Our topic name presents a duality: Sunshine~Moonglow; poets were asked write a short about any topic related to natural light.  And what fine poems they sent in!  These poems were commented on by a panel of readers.

=====
EDITOR'S CHOICE POEM

FIRST PLACE

Different Worlds

Stars in the city
are shimmering sequins
laid out mostly at random
on a midnight blue cloth,
but stars in the country
are a bottle of glitter
emptied out on black paper
like a veil on the dark.

Katherine Swarts, Houston, TX, USA

COMMENTS:  Gorgeous word choices sparkle in this succinct, glittering poem, a small jewel that makes the reader wish for more.  Simple and elegant.  Excellent imagery, subtle and natural metaphor, and the nuances of the blue cloth contrasted with the black paper as well as the sequins and the glitter are profound.  A dynamite succinct poem that explodes into a cascade of symbols and images, as two moments of looking at the stars are woven into a double helix of poetry.
=====
SECOND PLACE - TIE
Earth Bound

I am running into the moon, its pale
yellow yolk unbroken against a navy sky.
I push the pedal and mismatched lovers,
we rush toward each other.
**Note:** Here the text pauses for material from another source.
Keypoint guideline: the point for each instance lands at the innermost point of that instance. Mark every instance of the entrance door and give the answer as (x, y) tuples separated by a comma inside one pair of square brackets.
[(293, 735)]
Anxious
for its glowing kiss, my heart races faster,
but my legs leaden and commitments pull me
to their lips. No string dangles from this bright
balloon. Nothing to catch and ride as it rises,
growing smaller and smaller and out of reach.
By its light I speed into darkness.

Sandi Stromberg, Houston, TX, USA

COMMENTS:  Lovely wording expresses the endless fascination we have with light, in this case, moonlight.  Startling imagery brings the reader into the scene, while sensual clues show the emotion.
=====
SECOND PLACE - TIE
Midnight Beach

where I search lunar canals
of a full harvest moon
pacing inner tides
with waters above and below
in the vast universe
I am its center
at the center
all is in motion
in illumined darkness
I am not alone

Anna Wilke, Conroe, TX, USA

COMMENTS:  Interesting descriptions move us as if propelled by a tidal rhythm through this poem to its final statement, "I am not alone."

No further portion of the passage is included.